A group of RMIT engineering students have received the Pratt Prize at an annual event hosted by Engineers Australia.
The event brings together students from Victorian universities offering degrees in chemical engineering and is awarded annually by the Joint Victorian Chemical Engineering Committee (JVCEC) for the best chemical engineering design project.
Submissions from Melbourne University, Monash University and RMIT were judged by a panel of experienced engineers who made their decision based on specific criteria.
The winning group of double degree students: Thomas Breadon, Luke Brayshaw, Nebeal Faris, Timothy Hanna, Reyan Karacan and Hang Tran from the School of Civil, Environment and Chemical Engineering and the School of Applied Sciences, received the honour for their Gato Negro Nickel project.

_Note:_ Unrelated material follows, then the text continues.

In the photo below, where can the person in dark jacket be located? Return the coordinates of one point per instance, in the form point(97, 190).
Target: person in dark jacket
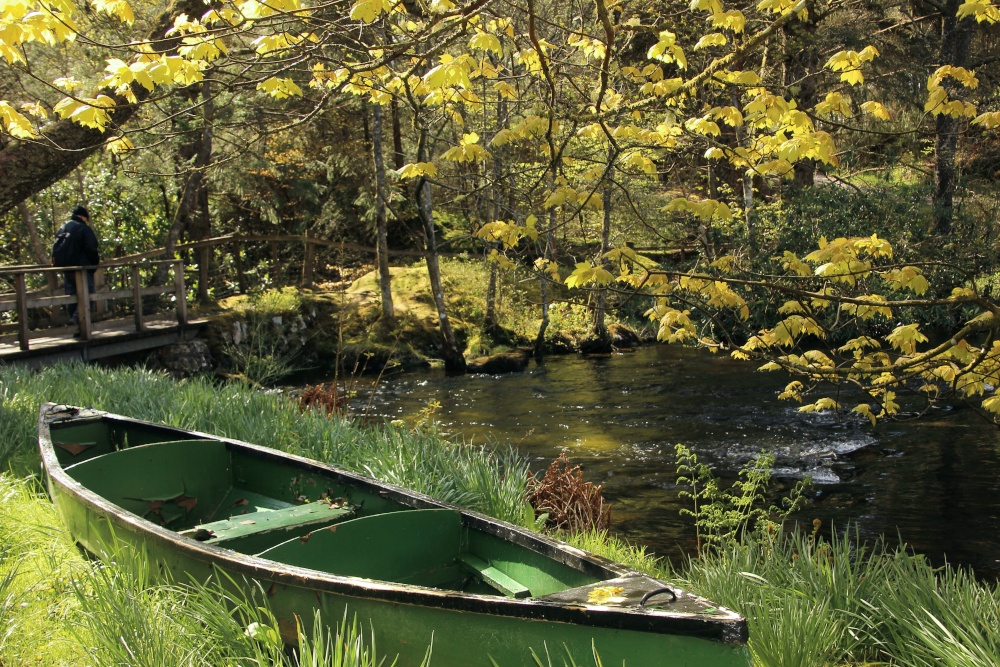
point(80, 250)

Breadon said the calibre of the competition was impressive.
“We were competing against the best final-year chemical engineering design projects from both the University of Melbourne and Monash University so we all felt an overwhelming sense of achievement along with some surprise," he said.
Their project was an all-inclusive study into the feasibility of a greenfield nickel mineral processing plant located in northern Colombia, South America.
“We had to review and select the most suitable nickel refining method based on qualitative process selection metrics, while addressing important issues such as occupational health and safety, economic performance, waste management and energy consumption.”
The students were also required to demonstrate that they had considered strategic factors including plant location, process safety and sustainability, and had to submit complete material and energy balances and equipment sizing requirements, as well as detailed economic and stakeholder analyses and a range of other objectives.
“The scenario specified that the laterite orebody predominantly consisted of limonite type ore, which is characteristic of low nickel and high iron content,” Breadon said.
“This feature played a dominant role in overall process selection and after carrying out a market analysis, considering factors such as competition, forecasting, supply and demand it was determined that the plant would be designed to a capacity of 60,000 tonnes per annum of contained nickel in a 99.8 per cent pure form.”
The Pratt Prize was established in the memory of Professor Henry Reginald Clive Pratt who was the founder of the Victorian IChemE group and a former member of the RMIT Department of Chemical Engineering Advisory Committee. It honours his contributions to chemical engineering.
The Gato Negro entry will now be submitted for the national BOC Design Prize, which will be announced at the Asian Pacific Confederation of Chemical Engineering (APCChE) conference in September.